Pablo d’ Ors comienza su libro Biografía del Silencio, publicado en la editorial Siruela, con esta frase sorprendente de Simone Weil: “El deseo de la luz produce luz”.

Tengo que confesar que, para un agnóstico, es decir, para un creyente con muchas dudas -que no otra cosa es un agnóstico-, la frase citada produce una cierta inquietud. Y una gran paradoja. ¿Cómo va a producir luz solo el deseo de luz? Es como si dijéramos que el deseo de beber nos sacia o que el deseo de inmortalidad nos procura eternidad. Visto desde la pura razón esto es un disparate lógico, un absurdo que se asienta en la confusión entre ser y conocer. Mi deseo (o mi pensamiento) de que las cosas sean de tal o cual manera no influye y, menos, causa el que las cosas sean como son. Podrá adecuarse o no mi pensamiento o mi deseo a la realidad, pero, desde luego, no la causa.

A propósito de esta idea, me viene a las mientes la célebre anécdota del Barón de Münchhausen que tirándose de su propia coleta logró salir de una ciénaga en la que había caído, contraviniendo con descaro la ley de la gravedad. Pero todo el mundo sabe que Las aventuras del Barón de Münchhausen es un libro de ficción en el que Karl Friedrich Hieronymus propuso un mensaje radicalmente opuesto al racionalismo imperante en su época, dando pábulo a la posibilidad de viajar subido a la bala de un cañón o bailar en el estómago de una ballena. Saltarse por arte de birlibirloque las leyes de la física. Otorgar al deseo (a la voluntad o al pensamiento) la capacidad para construir la realidad. Pero la inutilidad de este esfuerzo está demostrada, al menos, en cuanto al paso del tiempo y al medio para conseguir la felicidad. En ambos casos, y en muchos otros al menos, no basta desear algo para satisfacer el deseo. ¿Por qué, entonces, afirma Weil que el deseo de la luz produce luz?

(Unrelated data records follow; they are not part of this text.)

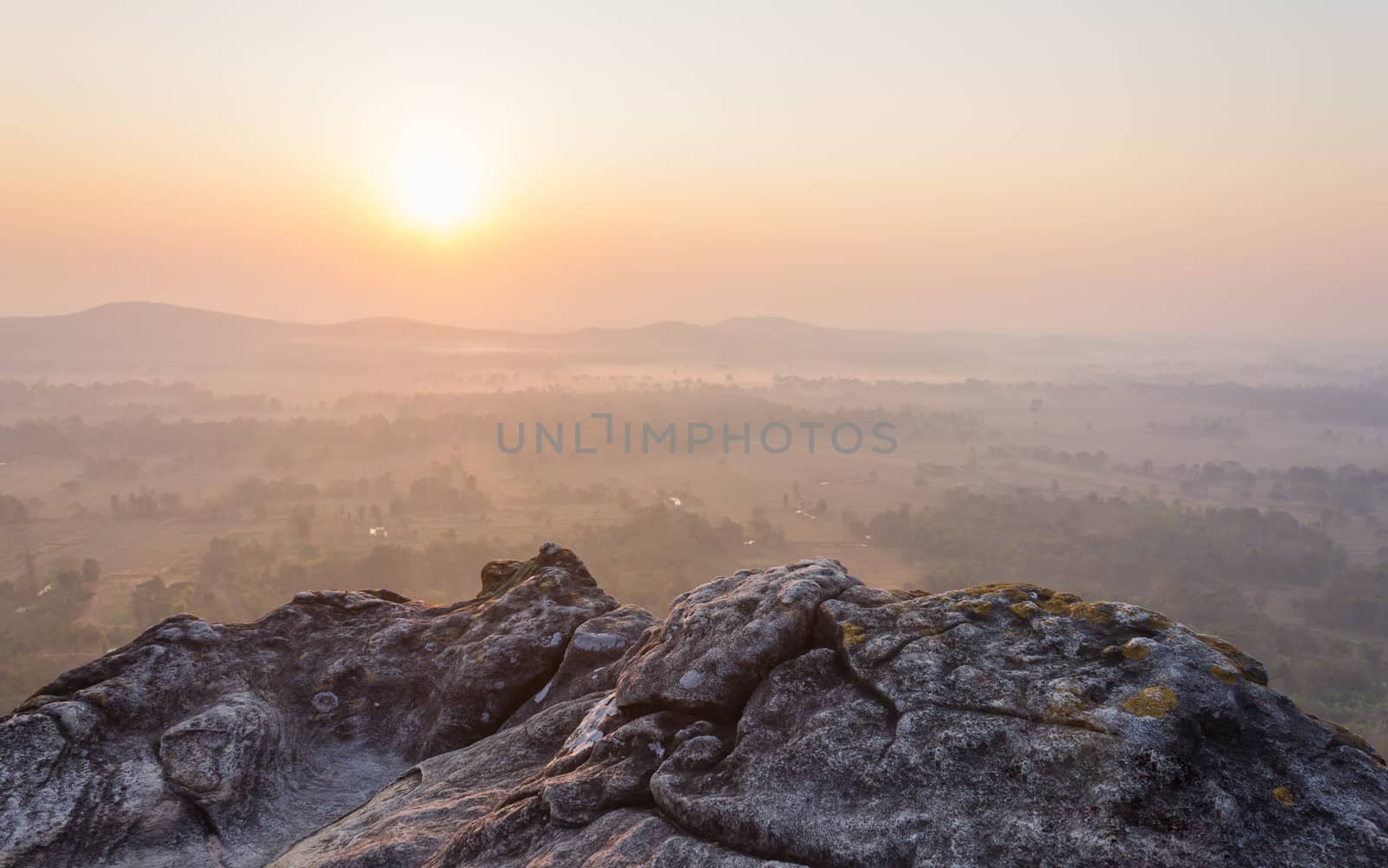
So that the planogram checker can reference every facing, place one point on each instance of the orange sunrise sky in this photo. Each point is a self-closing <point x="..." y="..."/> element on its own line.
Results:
<point x="1094" y="166"/>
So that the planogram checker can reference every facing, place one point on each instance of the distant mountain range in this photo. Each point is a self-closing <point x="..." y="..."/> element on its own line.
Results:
<point x="145" y="333"/>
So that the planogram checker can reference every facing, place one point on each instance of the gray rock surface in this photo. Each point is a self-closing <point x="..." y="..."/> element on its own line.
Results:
<point x="776" y="719"/>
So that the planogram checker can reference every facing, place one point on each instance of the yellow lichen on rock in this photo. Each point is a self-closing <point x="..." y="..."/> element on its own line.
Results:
<point x="1094" y="613"/>
<point x="1152" y="702"/>
<point x="973" y="606"/>
<point x="1025" y="610"/>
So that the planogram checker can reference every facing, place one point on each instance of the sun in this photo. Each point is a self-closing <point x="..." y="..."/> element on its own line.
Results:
<point x="435" y="192"/>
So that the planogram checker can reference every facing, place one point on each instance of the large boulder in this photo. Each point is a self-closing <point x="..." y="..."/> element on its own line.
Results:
<point x="777" y="717"/>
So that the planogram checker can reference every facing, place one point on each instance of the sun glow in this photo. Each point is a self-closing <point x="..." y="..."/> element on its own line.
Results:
<point x="435" y="192"/>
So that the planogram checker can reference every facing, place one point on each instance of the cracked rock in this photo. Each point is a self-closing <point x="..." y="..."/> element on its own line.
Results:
<point x="777" y="719"/>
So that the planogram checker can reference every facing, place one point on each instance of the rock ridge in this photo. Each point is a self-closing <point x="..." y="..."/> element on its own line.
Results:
<point x="776" y="717"/>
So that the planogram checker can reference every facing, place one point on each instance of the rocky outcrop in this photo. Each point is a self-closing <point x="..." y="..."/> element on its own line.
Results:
<point x="776" y="717"/>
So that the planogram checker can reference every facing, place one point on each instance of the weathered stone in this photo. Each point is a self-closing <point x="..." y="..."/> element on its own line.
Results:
<point x="777" y="719"/>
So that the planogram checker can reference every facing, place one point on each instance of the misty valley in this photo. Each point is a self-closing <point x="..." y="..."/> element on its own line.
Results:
<point x="1242" y="493"/>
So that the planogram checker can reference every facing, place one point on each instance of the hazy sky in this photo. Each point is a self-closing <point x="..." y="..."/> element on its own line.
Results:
<point x="1108" y="166"/>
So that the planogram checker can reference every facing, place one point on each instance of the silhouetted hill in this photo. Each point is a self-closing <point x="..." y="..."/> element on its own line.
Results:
<point x="143" y="336"/>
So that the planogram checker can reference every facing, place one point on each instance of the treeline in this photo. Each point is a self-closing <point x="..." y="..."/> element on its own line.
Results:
<point x="1365" y="405"/>
<point x="239" y="580"/>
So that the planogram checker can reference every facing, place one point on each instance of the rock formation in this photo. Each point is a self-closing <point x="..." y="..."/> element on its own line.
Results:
<point x="777" y="717"/>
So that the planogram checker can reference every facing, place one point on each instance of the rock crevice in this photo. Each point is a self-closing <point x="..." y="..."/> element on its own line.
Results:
<point x="782" y="717"/>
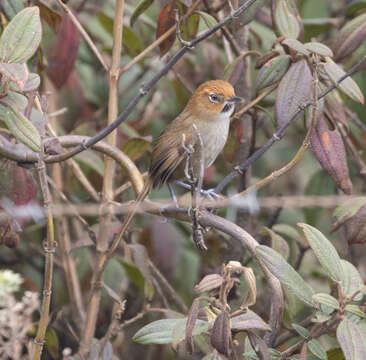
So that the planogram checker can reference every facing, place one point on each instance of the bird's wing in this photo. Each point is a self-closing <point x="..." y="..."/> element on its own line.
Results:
<point x="171" y="151"/>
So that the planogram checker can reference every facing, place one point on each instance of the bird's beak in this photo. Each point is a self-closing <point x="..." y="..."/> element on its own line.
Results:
<point x="235" y="99"/>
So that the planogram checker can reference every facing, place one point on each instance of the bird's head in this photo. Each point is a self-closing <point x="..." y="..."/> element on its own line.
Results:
<point x="213" y="99"/>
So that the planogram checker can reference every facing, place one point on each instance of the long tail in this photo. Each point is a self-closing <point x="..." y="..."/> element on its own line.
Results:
<point x="140" y="197"/>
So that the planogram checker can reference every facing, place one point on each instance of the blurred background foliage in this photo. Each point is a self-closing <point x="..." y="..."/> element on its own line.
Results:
<point x="74" y="81"/>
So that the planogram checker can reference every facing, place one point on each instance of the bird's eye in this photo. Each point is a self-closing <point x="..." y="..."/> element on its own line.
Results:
<point x="214" y="98"/>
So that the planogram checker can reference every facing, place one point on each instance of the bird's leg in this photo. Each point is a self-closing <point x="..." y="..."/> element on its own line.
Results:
<point x="210" y="193"/>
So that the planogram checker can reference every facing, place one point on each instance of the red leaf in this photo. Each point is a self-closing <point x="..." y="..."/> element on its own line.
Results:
<point x="63" y="52"/>
<point x="165" y="22"/>
<point x="328" y="147"/>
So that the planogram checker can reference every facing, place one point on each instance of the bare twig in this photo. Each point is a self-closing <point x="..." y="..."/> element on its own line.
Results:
<point x="83" y="33"/>
<point x="147" y="87"/>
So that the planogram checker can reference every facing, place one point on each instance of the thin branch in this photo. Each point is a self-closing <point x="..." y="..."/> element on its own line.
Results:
<point x="83" y="33"/>
<point x="279" y="133"/>
<point x="147" y="87"/>
<point x="249" y="243"/>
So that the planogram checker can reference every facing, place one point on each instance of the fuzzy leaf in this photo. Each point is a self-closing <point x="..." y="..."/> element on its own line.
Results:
<point x="327" y="300"/>
<point x="272" y="71"/>
<point x="63" y="52"/>
<point x="165" y="22"/>
<point x="161" y="331"/>
<point x="352" y="280"/>
<point x="286" y="19"/>
<point x="287" y="275"/>
<point x="324" y="251"/>
<point x="221" y="333"/>
<point x="352" y="340"/>
<point x="327" y="145"/>
<point x="319" y="48"/>
<point x="348" y="85"/>
<point x="21" y="38"/>
<point x="294" y="90"/>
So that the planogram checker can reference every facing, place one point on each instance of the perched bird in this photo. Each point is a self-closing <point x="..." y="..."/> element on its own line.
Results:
<point x="204" y="123"/>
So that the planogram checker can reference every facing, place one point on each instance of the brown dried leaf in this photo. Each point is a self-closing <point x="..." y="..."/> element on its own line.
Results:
<point x="165" y="22"/>
<point x="348" y="85"/>
<point x="64" y="52"/>
<point x="208" y="283"/>
<point x="294" y="90"/>
<point x="328" y="148"/>
<point x="249" y="321"/>
<point x="221" y="334"/>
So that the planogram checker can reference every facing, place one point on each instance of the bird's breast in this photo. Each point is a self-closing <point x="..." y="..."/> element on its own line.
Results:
<point x="214" y="135"/>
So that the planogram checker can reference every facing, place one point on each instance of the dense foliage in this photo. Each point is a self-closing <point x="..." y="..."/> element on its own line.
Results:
<point x="283" y="276"/>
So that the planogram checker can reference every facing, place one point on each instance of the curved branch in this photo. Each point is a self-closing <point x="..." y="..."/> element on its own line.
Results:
<point x="146" y="88"/>
<point x="248" y="242"/>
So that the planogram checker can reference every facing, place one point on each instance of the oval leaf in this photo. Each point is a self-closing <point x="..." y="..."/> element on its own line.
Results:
<point x="221" y="334"/>
<point x="324" y="251"/>
<point x="165" y="22"/>
<point x="352" y="340"/>
<point x="249" y="321"/>
<point x="352" y="280"/>
<point x="294" y="90"/>
<point x="327" y="145"/>
<point x="327" y="300"/>
<point x="141" y="7"/>
<point x="272" y="71"/>
<point x="317" y="349"/>
<point x="161" y="331"/>
<point x="348" y="85"/>
<point x="287" y="275"/>
<point x="286" y="19"/>
<point x="21" y="37"/>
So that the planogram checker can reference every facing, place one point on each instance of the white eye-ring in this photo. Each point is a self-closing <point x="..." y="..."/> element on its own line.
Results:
<point x="214" y="98"/>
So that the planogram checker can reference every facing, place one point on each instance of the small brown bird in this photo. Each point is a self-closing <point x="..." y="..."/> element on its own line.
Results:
<point x="206" y="116"/>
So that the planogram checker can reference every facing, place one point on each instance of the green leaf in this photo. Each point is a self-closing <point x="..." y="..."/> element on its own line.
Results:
<point x="11" y="7"/>
<point x="161" y="331"/>
<point x="287" y="275"/>
<point x="355" y="310"/>
<point x="319" y="48"/>
<point x="297" y="46"/>
<point x="317" y="349"/>
<point x="141" y="7"/>
<point x="352" y="340"/>
<point x="21" y="128"/>
<point x="326" y="299"/>
<point x="324" y="251"/>
<point x="21" y="37"/>
<point x="348" y="85"/>
<point x="352" y="280"/>
<point x="303" y="332"/>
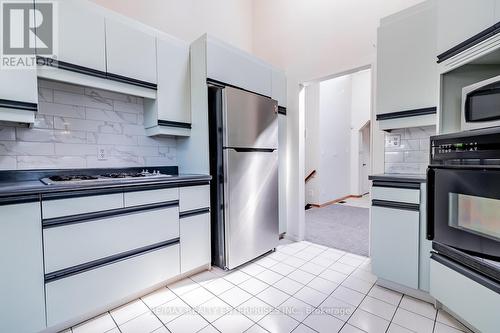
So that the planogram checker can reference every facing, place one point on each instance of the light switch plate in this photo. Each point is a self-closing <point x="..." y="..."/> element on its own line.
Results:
<point x="102" y="153"/>
<point x="394" y="140"/>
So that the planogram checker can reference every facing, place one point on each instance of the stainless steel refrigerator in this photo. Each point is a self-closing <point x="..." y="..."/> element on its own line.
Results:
<point x="244" y="167"/>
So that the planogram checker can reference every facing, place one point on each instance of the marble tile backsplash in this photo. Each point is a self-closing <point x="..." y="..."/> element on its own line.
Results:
<point x="412" y="154"/>
<point x="73" y="122"/>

Un ateneísta de Chipiona refirió en cierta ocasión la siguiente anécdota: Interrogado un parroquiano por un sacerdote católico sobre su fe, contestó que se consideraba un creyente con muchas dudas. Que más que creer, lo que a él le pasaba era que quería creer… aunque con poco éxito. El cura le respondió que exactamente esa era la postura de los apóstoles, que nadaban en un mar de dudas. Pero que, en el fondo, la fe es solo el deseo de creer. Pues, entonces, le replicó el feligrés al cura, hay que buscarle otro nombre, porque creer es creer y desear creer es desear creer. Ni más ni menos. (Bien es sabido que el agnosticismo esconde, además, en el fondo, una rebeldía anticlerical).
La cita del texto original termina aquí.